– Грэм, тебя не было всю ночь, ты ни о чем меня не предупредил, явился домой черт-те когда и пытаешься командовать в моем доме. Как это понимать?

Четыре пункта для начала. Грэм уже чувствовал, как отчуждается от дома, от Барбары, даже от Элис. Если Барбара устраивает такие сложные игры для того, чтобы перетянуть Элис на свою сторону, ей дочь явно нужнее, чем ему.

– У меня роман. Я от тебя ухожу.

Барбара поглядела на него так, как будто не узнавала. Он уже был даже не телевизионный диктор, а почти что забравшийся в дом грабитель. Она не сказала ни слова. Он чувствовал, что сейчас его реплика, но добавить было нечего.

– У меня роман. Я тебя больше не люблю. Я ухожу от тебя.

– Никуда ты не уйдешь. Только попробуй, я обращусь к начальству университета.
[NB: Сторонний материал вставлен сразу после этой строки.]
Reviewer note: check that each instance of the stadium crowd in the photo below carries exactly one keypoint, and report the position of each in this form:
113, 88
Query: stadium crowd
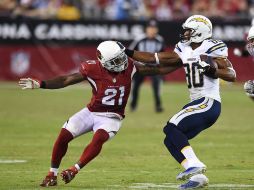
124, 9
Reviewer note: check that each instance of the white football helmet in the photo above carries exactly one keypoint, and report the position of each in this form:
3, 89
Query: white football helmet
112, 56
250, 41
200, 29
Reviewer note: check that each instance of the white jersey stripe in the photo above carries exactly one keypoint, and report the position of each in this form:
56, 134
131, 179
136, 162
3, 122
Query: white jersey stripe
92, 82
193, 109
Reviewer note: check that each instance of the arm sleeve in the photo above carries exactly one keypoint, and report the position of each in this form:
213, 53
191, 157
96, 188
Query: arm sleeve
83, 69
178, 49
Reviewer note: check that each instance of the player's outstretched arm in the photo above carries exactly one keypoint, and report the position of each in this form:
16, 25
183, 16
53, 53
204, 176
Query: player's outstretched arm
58, 82
163, 58
225, 70
151, 69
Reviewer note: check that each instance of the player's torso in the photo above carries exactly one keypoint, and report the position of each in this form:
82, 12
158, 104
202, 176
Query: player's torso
200, 85
110, 90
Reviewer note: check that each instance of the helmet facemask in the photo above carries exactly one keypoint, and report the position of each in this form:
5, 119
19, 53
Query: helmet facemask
250, 46
187, 34
117, 64
200, 29
112, 56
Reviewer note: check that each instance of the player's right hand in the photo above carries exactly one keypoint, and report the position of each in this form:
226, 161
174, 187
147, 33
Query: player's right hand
29, 83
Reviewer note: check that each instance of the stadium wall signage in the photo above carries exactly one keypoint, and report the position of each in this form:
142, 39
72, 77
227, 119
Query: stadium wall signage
92, 32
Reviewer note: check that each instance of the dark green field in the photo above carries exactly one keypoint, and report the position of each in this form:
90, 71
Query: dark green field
136, 158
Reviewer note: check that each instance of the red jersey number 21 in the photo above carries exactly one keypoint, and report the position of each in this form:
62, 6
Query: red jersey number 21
110, 96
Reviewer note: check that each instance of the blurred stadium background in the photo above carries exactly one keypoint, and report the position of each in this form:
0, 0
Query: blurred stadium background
46, 38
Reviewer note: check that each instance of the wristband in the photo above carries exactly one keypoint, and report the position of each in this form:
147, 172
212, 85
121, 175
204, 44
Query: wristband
157, 58
210, 72
43, 84
129, 52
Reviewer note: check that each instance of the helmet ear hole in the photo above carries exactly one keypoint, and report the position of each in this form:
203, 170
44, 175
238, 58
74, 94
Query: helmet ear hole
98, 54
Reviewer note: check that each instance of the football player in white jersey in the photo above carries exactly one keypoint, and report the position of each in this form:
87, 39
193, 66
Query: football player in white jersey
205, 61
249, 85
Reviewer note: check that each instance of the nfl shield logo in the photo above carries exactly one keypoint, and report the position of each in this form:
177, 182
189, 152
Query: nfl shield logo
20, 63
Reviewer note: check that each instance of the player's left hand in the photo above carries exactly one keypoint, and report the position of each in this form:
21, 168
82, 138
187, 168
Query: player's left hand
206, 69
29, 83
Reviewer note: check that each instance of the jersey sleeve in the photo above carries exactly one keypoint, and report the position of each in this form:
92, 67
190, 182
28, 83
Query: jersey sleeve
89, 68
178, 49
218, 49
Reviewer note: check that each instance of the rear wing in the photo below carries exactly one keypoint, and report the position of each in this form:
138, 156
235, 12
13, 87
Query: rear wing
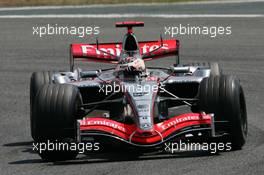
90, 52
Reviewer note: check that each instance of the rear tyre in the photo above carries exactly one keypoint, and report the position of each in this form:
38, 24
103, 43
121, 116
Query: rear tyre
38, 79
55, 112
214, 66
224, 96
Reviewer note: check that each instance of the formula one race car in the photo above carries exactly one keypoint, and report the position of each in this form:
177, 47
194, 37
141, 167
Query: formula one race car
132, 104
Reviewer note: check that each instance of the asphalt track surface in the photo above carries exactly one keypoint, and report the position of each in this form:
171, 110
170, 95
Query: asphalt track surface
22, 53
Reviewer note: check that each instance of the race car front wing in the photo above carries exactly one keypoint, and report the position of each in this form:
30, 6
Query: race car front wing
170, 129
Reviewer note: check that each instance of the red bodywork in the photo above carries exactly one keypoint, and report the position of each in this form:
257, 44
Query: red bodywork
131, 133
90, 52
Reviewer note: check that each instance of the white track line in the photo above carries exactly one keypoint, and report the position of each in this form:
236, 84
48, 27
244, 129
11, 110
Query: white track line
124, 5
133, 16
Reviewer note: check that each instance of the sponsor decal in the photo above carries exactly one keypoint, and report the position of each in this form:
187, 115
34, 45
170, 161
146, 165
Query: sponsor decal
115, 49
184, 118
101, 122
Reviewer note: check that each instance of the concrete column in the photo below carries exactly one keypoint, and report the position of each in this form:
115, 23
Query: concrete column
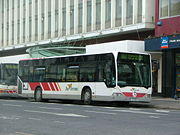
5, 23
76, 16
45, 19
103, 4
21, 22
39, 20
93, 15
60, 19
135, 11
124, 4
1, 24
84, 24
52, 18
33, 19
26, 21
113, 13
10, 23
67, 17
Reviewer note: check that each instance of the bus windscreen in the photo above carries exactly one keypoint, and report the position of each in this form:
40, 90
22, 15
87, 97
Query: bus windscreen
133, 70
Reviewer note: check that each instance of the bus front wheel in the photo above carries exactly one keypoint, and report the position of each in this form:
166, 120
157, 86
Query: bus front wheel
86, 96
38, 95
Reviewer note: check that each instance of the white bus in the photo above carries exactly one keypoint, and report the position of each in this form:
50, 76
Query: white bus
113, 76
8, 79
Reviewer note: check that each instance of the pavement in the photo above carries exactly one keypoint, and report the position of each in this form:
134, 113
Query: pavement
161, 103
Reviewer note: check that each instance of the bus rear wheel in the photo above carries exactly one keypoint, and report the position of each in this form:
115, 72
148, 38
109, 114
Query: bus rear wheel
86, 97
38, 95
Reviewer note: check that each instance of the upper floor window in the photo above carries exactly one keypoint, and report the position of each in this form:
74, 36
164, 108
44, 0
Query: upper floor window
169, 8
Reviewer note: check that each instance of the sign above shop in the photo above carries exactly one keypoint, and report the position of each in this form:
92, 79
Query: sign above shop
158, 44
164, 42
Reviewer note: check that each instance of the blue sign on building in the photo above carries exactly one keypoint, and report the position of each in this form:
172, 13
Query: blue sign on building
164, 42
158, 44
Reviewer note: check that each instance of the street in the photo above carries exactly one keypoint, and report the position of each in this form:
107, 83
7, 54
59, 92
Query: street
25, 117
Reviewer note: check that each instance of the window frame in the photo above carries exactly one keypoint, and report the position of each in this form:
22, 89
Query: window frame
168, 16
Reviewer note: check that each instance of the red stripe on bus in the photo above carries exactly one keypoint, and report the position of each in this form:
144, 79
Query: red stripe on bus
130, 94
59, 88
56, 88
46, 86
34, 85
52, 86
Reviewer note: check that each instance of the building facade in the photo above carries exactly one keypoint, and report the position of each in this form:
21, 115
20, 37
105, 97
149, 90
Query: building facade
167, 41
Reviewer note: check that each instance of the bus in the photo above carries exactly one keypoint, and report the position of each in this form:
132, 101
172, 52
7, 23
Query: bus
111, 76
8, 79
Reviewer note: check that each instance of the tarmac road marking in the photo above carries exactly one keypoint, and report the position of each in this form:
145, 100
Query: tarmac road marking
34, 119
163, 111
51, 108
139, 112
101, 112
155, 117
59, 122
21, 133
12, 105
57, 114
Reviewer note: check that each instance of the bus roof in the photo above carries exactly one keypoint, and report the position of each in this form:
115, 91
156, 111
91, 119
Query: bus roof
85, 54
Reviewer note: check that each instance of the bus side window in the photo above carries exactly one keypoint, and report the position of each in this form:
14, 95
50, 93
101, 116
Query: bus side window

Ну конечно. Она решила, что если у него роман, то обязательно со студенткой. Вот какого она о нем мнения. Эта мысль придала ему уверенности.
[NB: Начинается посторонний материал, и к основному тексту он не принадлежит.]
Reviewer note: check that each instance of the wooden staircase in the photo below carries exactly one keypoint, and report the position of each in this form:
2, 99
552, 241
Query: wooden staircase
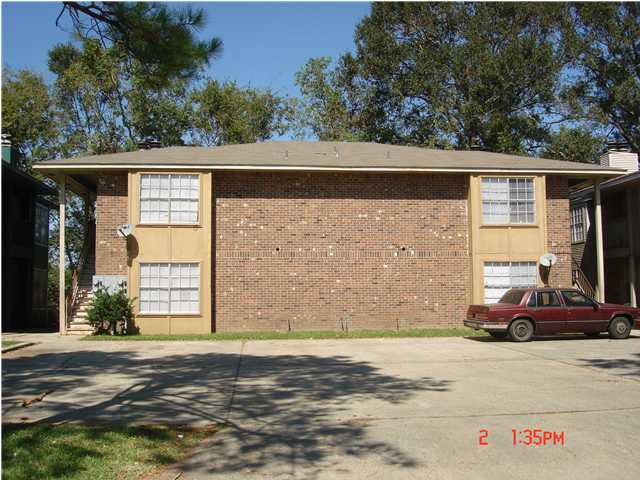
581, 282
77, 310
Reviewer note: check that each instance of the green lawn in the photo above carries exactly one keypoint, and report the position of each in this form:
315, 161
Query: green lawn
96, 452
295, 335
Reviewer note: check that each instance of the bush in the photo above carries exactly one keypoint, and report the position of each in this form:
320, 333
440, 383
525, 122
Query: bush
110, 313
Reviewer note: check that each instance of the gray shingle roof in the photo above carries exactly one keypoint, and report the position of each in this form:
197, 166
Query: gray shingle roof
324, 155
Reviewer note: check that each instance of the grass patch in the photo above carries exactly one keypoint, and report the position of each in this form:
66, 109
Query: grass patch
295, 335
95, 452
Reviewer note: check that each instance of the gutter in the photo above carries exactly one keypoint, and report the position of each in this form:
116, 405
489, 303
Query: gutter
77, 167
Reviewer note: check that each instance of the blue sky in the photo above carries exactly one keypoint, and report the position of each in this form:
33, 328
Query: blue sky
264, 43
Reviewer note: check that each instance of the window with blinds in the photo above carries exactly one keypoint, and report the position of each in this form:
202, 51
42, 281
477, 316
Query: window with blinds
507, 201
499, 277
169, 288
169, 198
577, 222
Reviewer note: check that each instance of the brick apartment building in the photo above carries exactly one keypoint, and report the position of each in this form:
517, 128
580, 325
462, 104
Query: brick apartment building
319, 235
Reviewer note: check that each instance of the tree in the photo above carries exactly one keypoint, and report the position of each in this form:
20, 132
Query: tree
27, 113
324, 110
574, 145
449, 74
604, 39
226, 114
160, 39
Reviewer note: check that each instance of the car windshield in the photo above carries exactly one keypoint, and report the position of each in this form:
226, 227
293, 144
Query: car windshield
513, 297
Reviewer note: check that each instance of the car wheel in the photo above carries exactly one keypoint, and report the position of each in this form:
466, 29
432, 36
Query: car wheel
498, 334
619, 328
521, 330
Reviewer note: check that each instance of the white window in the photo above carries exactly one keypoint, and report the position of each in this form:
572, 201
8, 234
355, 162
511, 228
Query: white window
507, 200
169, 288
578, 224
501, 276
168, 198
41, 224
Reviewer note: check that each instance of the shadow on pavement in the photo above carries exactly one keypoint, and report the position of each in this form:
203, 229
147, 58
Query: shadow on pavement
277, 409
627, 367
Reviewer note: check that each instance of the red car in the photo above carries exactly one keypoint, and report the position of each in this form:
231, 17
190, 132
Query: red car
524, 312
– Это не студентка. Я просто от тебя ухожу.

Барбара закричала, очень громко. Грэм ей не поверил. Когда она замолчала, он сказал:

– Я думаю, ты и так перетянула Элис на свою сторону и без этого всего.
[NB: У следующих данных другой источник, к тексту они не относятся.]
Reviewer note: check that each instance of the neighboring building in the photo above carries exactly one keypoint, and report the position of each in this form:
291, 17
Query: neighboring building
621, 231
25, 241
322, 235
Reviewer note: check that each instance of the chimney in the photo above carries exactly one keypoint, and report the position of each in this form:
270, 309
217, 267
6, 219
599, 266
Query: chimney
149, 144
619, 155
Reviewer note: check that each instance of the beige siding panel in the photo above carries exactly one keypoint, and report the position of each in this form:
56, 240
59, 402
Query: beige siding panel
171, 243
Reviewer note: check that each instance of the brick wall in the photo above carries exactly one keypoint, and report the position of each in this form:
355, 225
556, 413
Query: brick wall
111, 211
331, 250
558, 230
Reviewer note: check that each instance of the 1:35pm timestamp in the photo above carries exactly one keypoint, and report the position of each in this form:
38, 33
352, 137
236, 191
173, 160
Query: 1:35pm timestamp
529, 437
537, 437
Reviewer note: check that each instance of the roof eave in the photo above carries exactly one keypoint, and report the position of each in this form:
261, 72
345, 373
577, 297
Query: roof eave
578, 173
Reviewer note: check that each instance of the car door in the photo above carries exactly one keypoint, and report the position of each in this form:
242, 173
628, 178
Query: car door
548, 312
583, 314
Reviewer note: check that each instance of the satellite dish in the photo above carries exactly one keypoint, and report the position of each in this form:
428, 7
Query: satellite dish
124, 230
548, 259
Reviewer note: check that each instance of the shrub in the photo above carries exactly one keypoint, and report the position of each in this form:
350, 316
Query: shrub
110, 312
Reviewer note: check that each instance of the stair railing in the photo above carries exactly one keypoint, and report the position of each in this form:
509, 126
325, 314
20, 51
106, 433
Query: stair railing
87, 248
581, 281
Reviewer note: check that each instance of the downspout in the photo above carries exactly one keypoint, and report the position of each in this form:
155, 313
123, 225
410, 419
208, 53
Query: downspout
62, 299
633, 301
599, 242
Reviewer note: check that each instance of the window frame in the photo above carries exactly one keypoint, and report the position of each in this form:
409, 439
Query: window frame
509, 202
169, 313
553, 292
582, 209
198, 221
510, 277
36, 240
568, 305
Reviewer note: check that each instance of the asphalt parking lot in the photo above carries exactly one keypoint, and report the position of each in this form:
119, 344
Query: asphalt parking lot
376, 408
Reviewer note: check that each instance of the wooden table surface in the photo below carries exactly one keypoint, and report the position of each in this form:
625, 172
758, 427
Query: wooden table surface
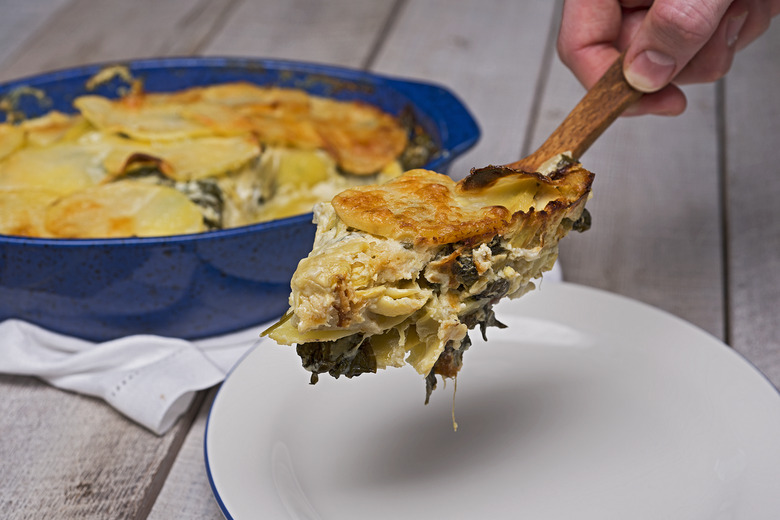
686, 212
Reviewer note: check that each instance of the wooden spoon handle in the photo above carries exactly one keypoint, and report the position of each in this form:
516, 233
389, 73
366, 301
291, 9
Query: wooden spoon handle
600, 106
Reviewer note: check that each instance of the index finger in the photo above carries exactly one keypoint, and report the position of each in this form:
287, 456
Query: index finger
588, 32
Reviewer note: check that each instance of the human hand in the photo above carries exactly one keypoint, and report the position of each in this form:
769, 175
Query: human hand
667, 42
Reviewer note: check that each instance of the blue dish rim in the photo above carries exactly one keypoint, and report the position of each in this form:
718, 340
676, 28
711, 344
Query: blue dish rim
459, 129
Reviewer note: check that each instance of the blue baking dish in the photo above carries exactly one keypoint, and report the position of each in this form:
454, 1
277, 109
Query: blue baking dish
206, 284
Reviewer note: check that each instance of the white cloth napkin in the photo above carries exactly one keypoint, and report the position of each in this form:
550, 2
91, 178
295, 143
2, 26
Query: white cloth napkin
150, 379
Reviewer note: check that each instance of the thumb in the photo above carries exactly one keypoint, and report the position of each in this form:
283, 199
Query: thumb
672, 32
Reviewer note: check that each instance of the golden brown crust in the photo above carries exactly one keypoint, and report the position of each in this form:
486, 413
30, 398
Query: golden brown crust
424, 207
361, 138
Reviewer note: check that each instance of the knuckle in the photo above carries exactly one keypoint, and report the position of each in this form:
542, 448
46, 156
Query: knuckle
685, 22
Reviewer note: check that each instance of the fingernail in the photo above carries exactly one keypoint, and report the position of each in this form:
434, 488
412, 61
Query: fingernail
733, 27
650, 71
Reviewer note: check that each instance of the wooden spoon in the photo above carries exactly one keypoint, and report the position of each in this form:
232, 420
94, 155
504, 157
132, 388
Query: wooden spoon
600, 106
Барбара снова закричала, так же громко и долго. Грэма это нисколько не тронуло, он даже ощутил некоторое самодовольство. Он хочет уйти и уйдет и будет любить Энн. Нет, он уже любит Энн. Он будет и дальше ее любить.

– Потише. Не переигрывай. Я ухожу на работу.

В тот день он провел три занятия по Болдуину[3], не ощущая привычной скуки ни от собственных повторов, ни от студенческих старательных банальностей. Он позвонил Энн и сказал, что придет вечером. В обеденный перерыв он купил большой чемодан, тюбик зубной пасты, зубную нить и мочалку, напоминающую медвежью шкуру. Это было похоже на начало каникул. Да, это будут сплошные нескончаемые каникулы – более того, у него будут еще и каникулы внутри каникул. Он почувствовал, что дуреет от этой мысли. Он вернулся в магазин и купил кассету фотопленки.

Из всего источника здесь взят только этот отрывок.